Last year was the first year I tried raising a mixed flock of meat birds inside electric poultry netting. We had chicken, turkeys, geese, ducks and guinea fowl and they all tasted delicious. This year, we decided to go with a less diverse flock, keeping them in a poultry tractor that we move every day.

My meat birds were born on July 22, and the next day 25 colored ranger chickens and 15 French Guinea fowl arrived at my local post office in two small perforated cardboard boxes. I chose a new-to-the-US breed, Colored Ranger Chickens (called "Label Rouge" in France), because they are supposed to do better on pasture than the usual White Cornish Crosses. The problem with Cornish birds is that they are the Dolly Parton's of the poultry world -- bred for lots of breast meat balanced on weak little legs. Cornish don't even thrive well under factory conditions (but they gain weight fast, so the mortality rate is acceptable to such producers). When they live on grass, however, they fall over easily, break their legs, or otherwise can't thrive in a natural environment. It is a problem that lots of backyard farmers find very frustrating. These Colored Rangers are new to the United States and I was happy to find them here I got 25 for two reasons: first, they are the minimum order, and second, I figured 25 chickens in the freezer would be a year's worth of roast chicken dinners and stock. I am planning to process them here on the farm this October, with the aid of an acquaintance with more experience, and am planning to keep all of the necks and feet for stock, the innards for paté and the birds themselves for roasting whole.

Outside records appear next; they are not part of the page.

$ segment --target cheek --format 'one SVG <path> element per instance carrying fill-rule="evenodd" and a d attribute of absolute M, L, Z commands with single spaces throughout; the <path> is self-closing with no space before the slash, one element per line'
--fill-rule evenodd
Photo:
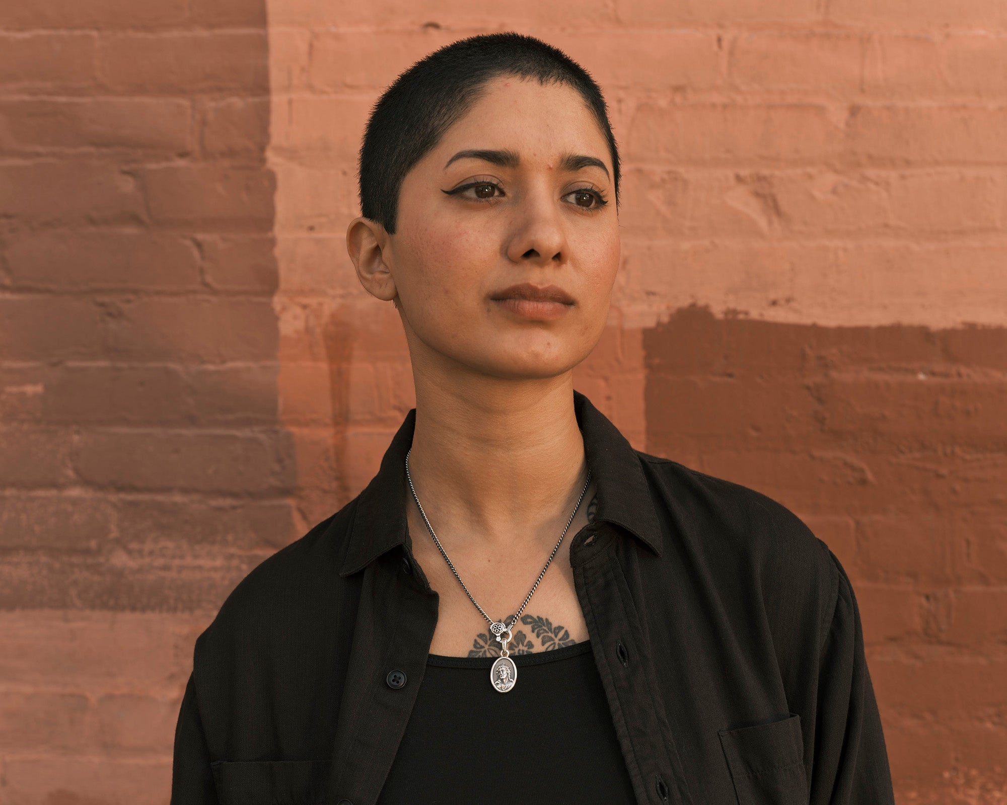
<path fill-rule="evenodd" d="M 439 226 L 429 221 L 414 250 L 417 277 L 442 299 L 468 298 L 477 293 L 484 264 L 487 259 L 491 263 L 494 254 L 487 249 L 484 233 L 447 221 Z M 484 254 L 487 251 L 491 254 Z"/>

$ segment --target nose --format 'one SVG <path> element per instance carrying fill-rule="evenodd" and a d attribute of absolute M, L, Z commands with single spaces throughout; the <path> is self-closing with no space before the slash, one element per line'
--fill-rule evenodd
<path fill-rule="evenodd" d="M 517 206 L 507 254 L 514 263 L 534 266 L 566 260 L 566 231 L 559 204 L 546 188 L 529 191 Z"/>

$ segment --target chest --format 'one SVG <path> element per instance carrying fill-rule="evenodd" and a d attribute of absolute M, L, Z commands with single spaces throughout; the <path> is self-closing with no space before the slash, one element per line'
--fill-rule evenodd
<path fill-rule="evenodd" d="M 587 523 L 586 512 L 578 512 L 570 523 L 542 581 L 512 629 L 514 639 L 509 645 L 512 654 L 549 651 L 588 639 L 570 567 L 570 543 Z M 422 520 L 418 524 L 410 520 L 410 534 L 413 554 L 439 597 L 430 653 L 450 657 L 497 656 L 500 644 L 489 631 L 488 622 L 451 572 Z M 455 551 L 456 556 L 448 550 L 448 556 L 486 615 L 510 622 L 531 592 L 554 545 L 555 541 L 513 551 Z"/>

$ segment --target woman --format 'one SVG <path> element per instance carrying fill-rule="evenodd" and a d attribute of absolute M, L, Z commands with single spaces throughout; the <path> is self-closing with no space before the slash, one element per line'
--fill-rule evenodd
<path fill-rule="evenodd" d="M 573 389 L 619 259 L 590 76 L 454 42 L 379 101 L 359 182 L 347 248 L 416 408 L 199 637 L 172 802 L 892 802 L 836 556 Z"/>

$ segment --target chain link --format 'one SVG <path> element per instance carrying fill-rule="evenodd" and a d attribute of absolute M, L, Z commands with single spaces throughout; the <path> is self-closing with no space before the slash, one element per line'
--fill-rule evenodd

French Guinea Fowl are larger and meatier than other guineas. While I got these birds mostly to control the tick population in our fields (they eat the deer ticks that cause Lyme disease), I also wanted them to do double-duty as meat birds. We'll be processing all of these birds at about twelve weeks.

I found the design for a chicken tractor online (a portable cage for the birds, which allows them to eat the grass without being in danger of attacks by predators). We put it together in about four hours, at a cost of $150.00. The birds, who are growing visibly every day, are inside it now, having been under a heat lamp for their first two weeks. We move the tractor every day onto a new patch of grass recently vacated by the sheep, and keep them supplied with organic feed and water. As I drag the tractor one length along the grass, the birds walk along inside at the same pace as I drag it. They get really excited as soon as they land on a new patch of grass, and immediately begin chirping and exploring. When you look back at the grass they have been on before, you can really see how much they've eaten it down in just twenty four hours. They also process the sheep droppings and fertilize the soil, depositing their manure at a rate that the soil can absorb.